Since 23% of girls drop out of school in India due to being a social outcast, he also works with schools to educate and equip them so they can make pads for students and allow them to stay in school.
“Why wait till they are women? Why not empower girls?”
It’s not just his device that has empowered women to feel confident about their health, but he also allows women and businesses who buy the device to set their own prices and allow women in some villages to barter with food items to have access to the pads. What an awesome dude!
“Anyone with an MBA would immediately accumulate the maximum money. But I did not want to. Why? Because from childhood I know no human being died because of poverty – everything happens because of ignorance.”
At the time of the documentary being filmed (trailer below) there were over 600 machines distributed across 23 states in India and in 2009, Muruganantham received a National Innovation Foundation award from the president of India.
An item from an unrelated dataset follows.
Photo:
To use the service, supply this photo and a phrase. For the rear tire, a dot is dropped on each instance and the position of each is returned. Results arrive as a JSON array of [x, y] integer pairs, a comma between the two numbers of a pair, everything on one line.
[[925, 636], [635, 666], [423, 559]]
Not bad for a high school dropout!
“Luckily I’m not educated,” he tells students. “If you act like an illiterate man, your learning will never stop… Being uneducated, you have no fear of the future.”
Once Arunachalam’s idea began taking off, he set a goal of creating jobs for one million women in India, and for the nation to be a 100% sanitary napkin-using country. It has been such a revolutionary idea that he now wants to stretch that goal even further to empower 10 million women elsewhere in the world, as he is going to other developing countries to sell his idea, and this was due to all the media attention he was getting around the world.
Apart from becoming an Indian sensation, his wife and mother (who had previously abandoned him) returned, and today his wife even helps the cause.
“I am becoming a solution provider. I’m very happy. I don’t want to make this as a corporate entity. I want to make this as a local sanitary pad movement across the globe.”
In 2012 Arunachalam gave a TED Talk sharing his radical idea with the rest of the world, which you can see in the video above. It takes a special breed of human being to forsake all else and go out of their way to help others, especially for a taboo topis such as women’s periods in a country where women aren’t exactly the heralded gender.
The video below is a trailer for ‘Menstrual Man’ documentary which we highly encourage you spend the money to watch. It shows there are men in this world who believe in female empowerment and will dedicate their live to such an important cause.
“Today [Arunachalam] Muruganantham is hailed as a visionary who is empowering rural women across India,” states the movie’s synopsis. “Menstrual man tells the inspiring story of an unlikely hero who stood up for India’s ignored. The film underscores the importance of of empowering women to combat poverty, and the power in every individual to make a difference.”
I’m in awe of this man! Bucking all odds to help the underdog and improve the world he lives in and help the women who live in that world also. One in a million for sure! Thanks for posting this, Asha!